CoSy lunch seminar 3/11/2020

  • Date: 3 November 2020, 12:15–13:00
  • Location: Ångström Laboratory, Å4001
  • Type: Seminar
  • Lecturer: Attila Szilva
  • Contact person: Benjamin Meco

Universal Scaling Laws of Organisms and Cities

Abstract: Animals from rats to the blues whales are built up from cells arranged in networks. The topology of the underlying networks explains the so-called Kleiber’ scaling law, which states that an animal's metabolic rate scales to the ¾ power of the animal's mass (a cat having a mass 100 times that of a mouse will consume only about 32 times the energy the mouse uses). This scaling is sublinear because the power is less than 1. In the presentation, it will be shown that the infrastructure of cities (the length of electric cables or the number of gas stations) also follows universal sublinear scaling law while in socio-economic dimensions (GDP per capita, innovation, crime) cities are superlinear. They are as a result of the individual interactions proven by a large set of mobile phone data.
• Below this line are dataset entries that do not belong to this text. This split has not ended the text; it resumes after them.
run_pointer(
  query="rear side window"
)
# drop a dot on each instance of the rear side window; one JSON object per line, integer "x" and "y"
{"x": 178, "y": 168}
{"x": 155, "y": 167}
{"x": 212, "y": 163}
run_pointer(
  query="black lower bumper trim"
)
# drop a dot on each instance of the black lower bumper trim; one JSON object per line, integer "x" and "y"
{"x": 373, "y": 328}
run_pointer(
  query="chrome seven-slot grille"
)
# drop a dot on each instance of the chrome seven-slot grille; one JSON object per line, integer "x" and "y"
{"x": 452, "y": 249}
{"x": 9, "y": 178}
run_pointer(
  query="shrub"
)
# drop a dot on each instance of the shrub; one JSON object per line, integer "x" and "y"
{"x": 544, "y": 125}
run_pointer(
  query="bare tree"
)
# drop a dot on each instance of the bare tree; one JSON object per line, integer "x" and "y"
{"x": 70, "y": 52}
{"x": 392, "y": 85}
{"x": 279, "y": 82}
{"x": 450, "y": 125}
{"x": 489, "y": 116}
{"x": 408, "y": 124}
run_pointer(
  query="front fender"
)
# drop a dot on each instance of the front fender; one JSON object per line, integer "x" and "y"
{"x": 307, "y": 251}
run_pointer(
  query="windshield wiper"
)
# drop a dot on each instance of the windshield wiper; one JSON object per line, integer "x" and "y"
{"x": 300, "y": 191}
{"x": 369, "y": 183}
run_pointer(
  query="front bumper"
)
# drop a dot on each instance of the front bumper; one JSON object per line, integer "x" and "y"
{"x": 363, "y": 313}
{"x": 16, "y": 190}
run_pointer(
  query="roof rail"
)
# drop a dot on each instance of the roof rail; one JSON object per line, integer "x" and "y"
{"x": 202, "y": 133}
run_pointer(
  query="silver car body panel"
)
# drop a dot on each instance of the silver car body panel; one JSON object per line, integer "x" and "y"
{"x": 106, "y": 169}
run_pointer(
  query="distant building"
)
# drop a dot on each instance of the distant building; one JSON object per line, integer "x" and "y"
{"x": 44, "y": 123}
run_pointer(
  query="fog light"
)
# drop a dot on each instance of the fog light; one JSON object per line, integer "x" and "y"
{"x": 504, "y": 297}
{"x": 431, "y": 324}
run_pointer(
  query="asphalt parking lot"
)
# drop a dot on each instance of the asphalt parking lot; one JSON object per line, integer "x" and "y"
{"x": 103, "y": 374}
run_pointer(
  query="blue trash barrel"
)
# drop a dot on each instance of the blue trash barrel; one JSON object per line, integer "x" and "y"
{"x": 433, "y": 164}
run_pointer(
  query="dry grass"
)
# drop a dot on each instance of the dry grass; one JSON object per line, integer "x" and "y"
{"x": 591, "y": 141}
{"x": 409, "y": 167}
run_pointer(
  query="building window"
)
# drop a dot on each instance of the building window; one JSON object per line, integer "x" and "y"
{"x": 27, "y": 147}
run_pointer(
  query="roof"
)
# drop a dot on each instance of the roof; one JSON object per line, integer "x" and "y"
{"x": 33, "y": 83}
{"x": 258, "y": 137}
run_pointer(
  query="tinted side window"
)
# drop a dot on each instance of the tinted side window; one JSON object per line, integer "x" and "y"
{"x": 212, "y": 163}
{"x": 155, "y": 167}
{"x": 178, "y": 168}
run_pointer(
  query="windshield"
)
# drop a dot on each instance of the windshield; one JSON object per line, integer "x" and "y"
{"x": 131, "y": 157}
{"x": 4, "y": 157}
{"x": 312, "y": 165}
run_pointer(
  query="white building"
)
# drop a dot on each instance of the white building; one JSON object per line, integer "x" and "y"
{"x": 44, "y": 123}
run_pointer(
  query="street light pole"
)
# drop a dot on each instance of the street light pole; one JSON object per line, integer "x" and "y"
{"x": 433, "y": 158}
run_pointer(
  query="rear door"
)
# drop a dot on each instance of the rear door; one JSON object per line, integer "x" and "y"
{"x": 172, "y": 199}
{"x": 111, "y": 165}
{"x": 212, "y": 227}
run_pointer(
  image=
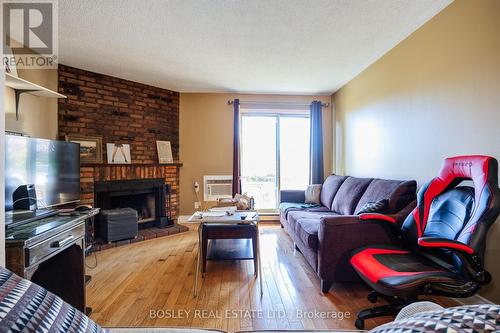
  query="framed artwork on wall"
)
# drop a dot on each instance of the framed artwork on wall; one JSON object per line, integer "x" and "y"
{"x": 90, "y": 148}
{"x": 118, "y": 153}
{"x": 164, "y": 152}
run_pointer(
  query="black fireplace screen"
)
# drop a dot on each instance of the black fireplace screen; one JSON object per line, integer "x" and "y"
{"x": 149, "y": 197}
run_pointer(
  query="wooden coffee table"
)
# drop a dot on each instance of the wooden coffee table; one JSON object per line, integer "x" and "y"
{"x": 227, "y": 237}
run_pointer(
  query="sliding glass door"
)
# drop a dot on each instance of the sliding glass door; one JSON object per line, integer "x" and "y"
{"x": 274, "y": 156}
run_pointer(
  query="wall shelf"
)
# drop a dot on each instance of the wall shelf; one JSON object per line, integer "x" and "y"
{"x": 22, "y": 86}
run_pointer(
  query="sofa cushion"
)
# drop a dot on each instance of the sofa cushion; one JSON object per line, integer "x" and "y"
{"x": 296, "y": 215}
{"x": 348, "y": 195}
{"x": 330, "y": 188}
{"x": 379, "y": 206}
{"x": 402, "y": 196}
{"x": 377, "y": 190}
{"x": 286, "y": 207}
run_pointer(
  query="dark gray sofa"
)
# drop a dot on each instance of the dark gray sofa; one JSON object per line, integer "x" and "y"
{"x": 326, "y": 234}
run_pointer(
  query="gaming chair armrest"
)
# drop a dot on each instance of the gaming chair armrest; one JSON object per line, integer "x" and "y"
{"x": 377, "y": 217}
{"x": 444, "y": 243}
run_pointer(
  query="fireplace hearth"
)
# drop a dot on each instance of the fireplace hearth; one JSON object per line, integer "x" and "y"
{"x": 149, "y": 197}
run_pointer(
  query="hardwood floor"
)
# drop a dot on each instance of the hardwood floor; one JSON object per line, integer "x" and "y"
{"x": 151, "y": 284}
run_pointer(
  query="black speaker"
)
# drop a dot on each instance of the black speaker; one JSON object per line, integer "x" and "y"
{"x": 24, "y": 198}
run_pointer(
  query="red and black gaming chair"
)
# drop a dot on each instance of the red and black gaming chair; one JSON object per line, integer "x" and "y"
{"x": 442, "y": 240}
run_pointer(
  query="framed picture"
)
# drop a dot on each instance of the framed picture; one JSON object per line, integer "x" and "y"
{"x": 164, "y": 152}
{"x": 118, "y": 153}
{"x": 90, "y": 148}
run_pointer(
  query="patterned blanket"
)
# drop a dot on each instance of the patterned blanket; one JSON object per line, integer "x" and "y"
{"x": 27, "y": 307}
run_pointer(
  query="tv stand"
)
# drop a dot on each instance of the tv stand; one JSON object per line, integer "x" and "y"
{"x": 50, "y": 252}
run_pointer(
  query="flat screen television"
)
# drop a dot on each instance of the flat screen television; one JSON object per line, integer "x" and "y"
{"x": 52, "y": 166}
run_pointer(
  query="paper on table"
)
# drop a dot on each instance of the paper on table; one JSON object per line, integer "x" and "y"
{"x": 223, "y": 209}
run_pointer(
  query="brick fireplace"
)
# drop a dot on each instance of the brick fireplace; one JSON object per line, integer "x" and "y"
{"x": 121, "y": 111}
{"x": 94, "y": 175}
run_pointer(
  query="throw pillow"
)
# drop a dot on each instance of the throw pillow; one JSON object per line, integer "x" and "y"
{"x": 312, "y": 193}
{"x": 375, "y": 207}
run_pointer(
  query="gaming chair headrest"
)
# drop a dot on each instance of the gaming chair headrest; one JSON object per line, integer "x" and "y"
{"x": 482, "y": 170}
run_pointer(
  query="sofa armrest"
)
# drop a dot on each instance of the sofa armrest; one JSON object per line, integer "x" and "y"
{"x": 296, "y": 196}
{"x": 339, "y": 235}
{"x": 377, "y": 217}
{"x": 450, "y": 244}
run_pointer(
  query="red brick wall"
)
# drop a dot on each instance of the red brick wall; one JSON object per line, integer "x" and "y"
{"x": 119, "y": 111}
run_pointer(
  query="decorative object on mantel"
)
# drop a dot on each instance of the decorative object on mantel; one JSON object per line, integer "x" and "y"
{"x": 118, "y": 153}
{"x": 22, "y": 86}
{"x": 164, "y": 152}
{"x": 10, "y": 66}
{"x": 90, "y": 148}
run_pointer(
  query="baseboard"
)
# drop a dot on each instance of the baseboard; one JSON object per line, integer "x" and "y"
{"x": 182, "y": 219}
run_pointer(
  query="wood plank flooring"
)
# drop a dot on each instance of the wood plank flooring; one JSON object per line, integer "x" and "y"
{"x": 150, "y": 283}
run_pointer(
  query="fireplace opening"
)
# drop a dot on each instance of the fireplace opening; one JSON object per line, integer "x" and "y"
{"x": 144, "y": 204}
{"x": 149, "y": 197}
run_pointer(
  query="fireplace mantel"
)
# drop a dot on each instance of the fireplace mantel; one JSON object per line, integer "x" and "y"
{"x": 91, "y": 173}
{"x": 175, "y": 163}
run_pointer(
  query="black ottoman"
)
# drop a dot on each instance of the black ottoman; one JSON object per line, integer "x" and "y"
{"x": 118, "y": 224}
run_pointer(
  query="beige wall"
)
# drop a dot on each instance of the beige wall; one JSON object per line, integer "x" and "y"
{"x": 434, "y": 95}
{"x": 38, "y": 115}
{"x": 2, "y": 191}
{"x": 206, "y": 137}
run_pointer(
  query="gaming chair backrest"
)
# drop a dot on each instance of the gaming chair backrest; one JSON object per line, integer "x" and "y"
{"x": 460, "y": 213}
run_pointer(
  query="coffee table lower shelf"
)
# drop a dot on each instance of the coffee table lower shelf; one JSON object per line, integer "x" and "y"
{"x": 230, "y": 249}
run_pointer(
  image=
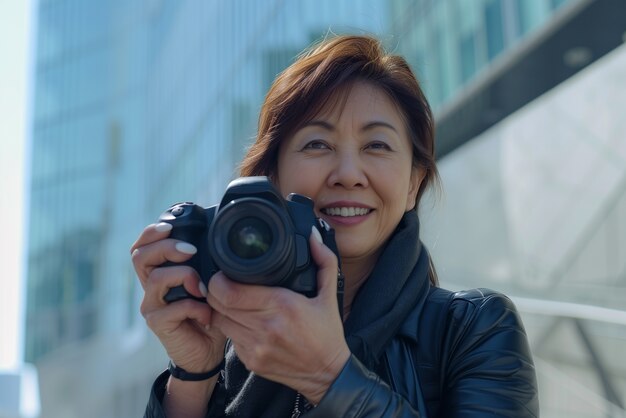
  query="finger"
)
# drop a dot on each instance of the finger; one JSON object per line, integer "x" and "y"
{"x": 152, "y": 233}
{"x": 326, "y": 262}
{"x": 161, "y": 280}
{"x": 150, "y": 256}
{"x": 168, "y": 318}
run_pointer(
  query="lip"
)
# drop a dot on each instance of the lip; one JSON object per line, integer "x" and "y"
{"x": 335, "y": 220}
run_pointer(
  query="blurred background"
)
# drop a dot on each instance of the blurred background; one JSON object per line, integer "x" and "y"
{"x": 111, "y": 111}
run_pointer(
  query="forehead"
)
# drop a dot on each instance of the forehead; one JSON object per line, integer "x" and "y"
{"x": 360, "y": 96}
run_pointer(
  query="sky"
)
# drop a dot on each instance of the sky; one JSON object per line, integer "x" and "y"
{"x": 15, "y": 34}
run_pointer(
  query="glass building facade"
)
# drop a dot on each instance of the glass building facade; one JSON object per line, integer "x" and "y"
{"x": 142, "y": 104}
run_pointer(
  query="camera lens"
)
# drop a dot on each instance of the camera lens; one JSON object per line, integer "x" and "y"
{"x": 249, "y": 238}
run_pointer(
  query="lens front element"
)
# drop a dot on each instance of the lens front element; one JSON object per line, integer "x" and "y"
{"x": 249, "y": 238}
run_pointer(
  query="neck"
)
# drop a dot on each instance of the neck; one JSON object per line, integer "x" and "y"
{"x": 355, "y": 271}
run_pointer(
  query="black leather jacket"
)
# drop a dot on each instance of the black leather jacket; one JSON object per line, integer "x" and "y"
{"x": 464, "y": 355}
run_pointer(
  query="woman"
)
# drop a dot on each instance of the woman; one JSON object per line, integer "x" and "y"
{"x": 348, "y": 126}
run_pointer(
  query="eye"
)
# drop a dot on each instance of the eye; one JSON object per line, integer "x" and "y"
{"x": 378, "y": 145}
{"x": 316, "y": 144}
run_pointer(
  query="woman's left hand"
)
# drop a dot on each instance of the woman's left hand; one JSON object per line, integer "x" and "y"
{"x": 284, "y": 336}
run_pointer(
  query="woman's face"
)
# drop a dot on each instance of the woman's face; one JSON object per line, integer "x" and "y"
{"x": 354, "y": 161}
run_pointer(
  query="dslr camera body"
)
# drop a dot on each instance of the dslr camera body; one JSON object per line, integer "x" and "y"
{"x": 254, "y": 236}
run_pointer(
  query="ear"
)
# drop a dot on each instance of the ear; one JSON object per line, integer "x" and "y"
{"x": 417, "y": 176}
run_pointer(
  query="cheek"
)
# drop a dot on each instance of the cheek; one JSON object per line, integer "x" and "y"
{"x": 296, "y": 178}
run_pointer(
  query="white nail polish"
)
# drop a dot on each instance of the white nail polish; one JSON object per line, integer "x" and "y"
{"x": 186, "y": 248}
{"x": 316, "y": 234}
{"x": 163, "y": 227}
{"x": 203, "y": 289}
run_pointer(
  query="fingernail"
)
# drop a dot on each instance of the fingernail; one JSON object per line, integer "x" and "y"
{"x": 316, "y": 234}
{"x": 163, "y": 227}
{"x": 202, "y": 288}
{"x": 186, "y": 248}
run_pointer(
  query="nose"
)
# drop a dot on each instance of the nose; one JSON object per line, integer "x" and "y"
{"x": 348, "y": 171}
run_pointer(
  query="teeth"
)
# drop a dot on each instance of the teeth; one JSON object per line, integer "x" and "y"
{"x": 344, "y": 211}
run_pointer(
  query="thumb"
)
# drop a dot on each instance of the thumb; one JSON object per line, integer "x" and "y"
{"x": 327, "y": 268}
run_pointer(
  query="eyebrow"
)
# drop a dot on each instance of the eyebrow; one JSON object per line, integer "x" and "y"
{"x": 368, "y": 126}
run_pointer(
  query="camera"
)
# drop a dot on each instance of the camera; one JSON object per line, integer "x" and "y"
{"x": 253, "y": 235}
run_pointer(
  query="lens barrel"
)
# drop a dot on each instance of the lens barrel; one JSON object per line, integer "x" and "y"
{"x": 251, "y": 240}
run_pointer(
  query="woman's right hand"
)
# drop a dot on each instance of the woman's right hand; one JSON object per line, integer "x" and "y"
{"x": 183, "y": 327}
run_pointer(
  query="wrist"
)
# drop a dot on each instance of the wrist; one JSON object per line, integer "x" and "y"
{"x": 188, "y": 398}
{"x": 182, "y": 374}
{"x": 320, "y": 385}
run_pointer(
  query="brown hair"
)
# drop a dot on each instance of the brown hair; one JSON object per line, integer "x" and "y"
{"x": 301, "y": 91}
{"x": 327, "y": 71}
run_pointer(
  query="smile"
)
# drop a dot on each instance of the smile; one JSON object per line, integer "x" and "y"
{"x": 346, "y": 211}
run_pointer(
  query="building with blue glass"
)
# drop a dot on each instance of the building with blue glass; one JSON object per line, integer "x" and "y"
{"x": 142, "y": 104}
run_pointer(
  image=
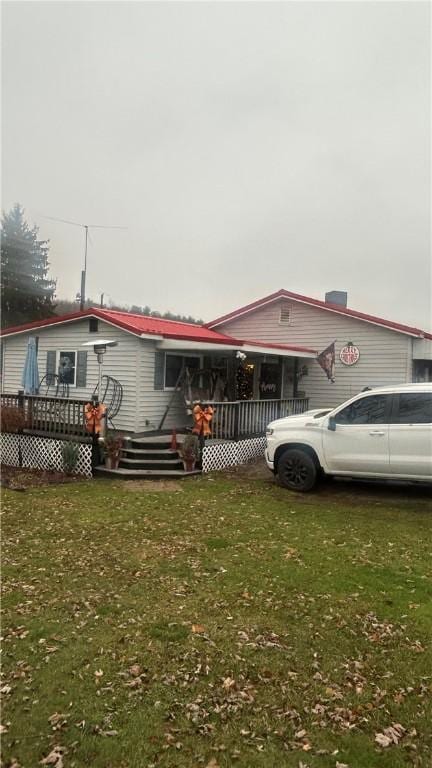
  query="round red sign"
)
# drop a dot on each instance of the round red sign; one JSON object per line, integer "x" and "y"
{"x": 349, "y": 354}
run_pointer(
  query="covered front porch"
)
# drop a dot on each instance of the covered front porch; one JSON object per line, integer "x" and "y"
{"x": 247, "y": 387}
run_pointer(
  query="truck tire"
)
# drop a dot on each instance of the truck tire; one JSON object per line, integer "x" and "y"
{"x": 297, "y": 470}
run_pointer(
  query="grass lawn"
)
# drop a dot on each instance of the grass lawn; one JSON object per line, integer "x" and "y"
{"x": 222, "y": 622}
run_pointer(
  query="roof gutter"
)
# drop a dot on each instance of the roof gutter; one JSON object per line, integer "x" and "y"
{"x": 208, "y": 346}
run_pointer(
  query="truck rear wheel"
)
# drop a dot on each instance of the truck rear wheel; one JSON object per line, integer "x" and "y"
{"x": 297, "y": 470}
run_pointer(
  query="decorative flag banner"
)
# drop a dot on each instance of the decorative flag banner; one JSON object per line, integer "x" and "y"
{"x": 327, "y": 361}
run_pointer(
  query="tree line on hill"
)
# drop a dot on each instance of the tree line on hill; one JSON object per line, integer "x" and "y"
{"x": 27, "y": 291}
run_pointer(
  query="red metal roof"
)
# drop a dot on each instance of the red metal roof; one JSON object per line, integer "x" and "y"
{"x": 322, "y": 305}
{"x": 153, "y": 326}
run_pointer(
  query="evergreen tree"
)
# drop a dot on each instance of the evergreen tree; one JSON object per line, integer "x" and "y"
{"x": 26, "y": 291}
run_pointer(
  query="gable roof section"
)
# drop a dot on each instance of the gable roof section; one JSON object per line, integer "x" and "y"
{"x": 283, "y": 294}
{"x": 160, "y": 328}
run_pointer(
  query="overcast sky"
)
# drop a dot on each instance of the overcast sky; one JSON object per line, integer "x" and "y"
{"x": 246, "y": 147}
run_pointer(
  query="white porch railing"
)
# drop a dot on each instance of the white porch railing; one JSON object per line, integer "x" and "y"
{"x": 243, "y": 418}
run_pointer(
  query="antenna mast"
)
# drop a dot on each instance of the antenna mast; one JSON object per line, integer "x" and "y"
{"x": 86, "y": 227}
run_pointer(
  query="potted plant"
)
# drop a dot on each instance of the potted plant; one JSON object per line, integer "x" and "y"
{"x": 190, "y": 452}
{"x": 112, "y": 445}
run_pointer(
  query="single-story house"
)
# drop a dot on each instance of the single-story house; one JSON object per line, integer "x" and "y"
{"x": 274, "y": 342}
{"x": 368, "y": 351}
{"x": 147, "y": 362}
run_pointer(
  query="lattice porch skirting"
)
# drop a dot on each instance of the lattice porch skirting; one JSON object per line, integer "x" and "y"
{"x": 229, "y": 454}
{"x": 42, "y": 453}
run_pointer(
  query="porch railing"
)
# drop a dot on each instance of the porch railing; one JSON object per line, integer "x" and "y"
{"x": 49, "y": 415}
{"x": 245, "y": 418}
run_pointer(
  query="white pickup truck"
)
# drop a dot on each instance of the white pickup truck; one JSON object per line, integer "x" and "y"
{"x": 382, "y": 433}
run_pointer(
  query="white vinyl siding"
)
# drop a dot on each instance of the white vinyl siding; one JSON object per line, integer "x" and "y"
{"x": 385, "y": 355}
{"x": 120, "y": 362}
{"x": 152, "y": 402}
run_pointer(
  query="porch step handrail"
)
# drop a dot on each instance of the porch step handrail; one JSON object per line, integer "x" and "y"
{"x": 51, "y": 415}
{"x": 235, "y": 419}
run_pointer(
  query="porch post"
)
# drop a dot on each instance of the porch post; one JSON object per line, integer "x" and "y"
{"x": 295, "y": 377}
{"x": 231, "y": 377}
{"x": 281, "y": 383}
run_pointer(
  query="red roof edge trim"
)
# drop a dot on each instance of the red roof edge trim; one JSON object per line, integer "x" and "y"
{"x": 391, "y": 325}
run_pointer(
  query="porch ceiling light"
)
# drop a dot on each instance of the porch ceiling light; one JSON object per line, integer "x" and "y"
{"x": 99, "y": 348}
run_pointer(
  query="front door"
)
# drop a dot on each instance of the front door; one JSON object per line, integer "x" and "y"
{"x": 270, "y": 381}
{"x": 360, "y": 443}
The concept of scaling and universality is originated in statistical physics where a large complex system emerges from simple interactions, and its behavior is almost totally independent of its microscopic structure. The talk is based mostly on the book of Geoffrey West: Scale: The Universal Laws of Growth, Innovation, Sustainability, and the Pace of Life in Organisms, Cities, Economies, and Companies. In the presentation, a possible generalization for the emergence of political parties (and social movements) will be discussed.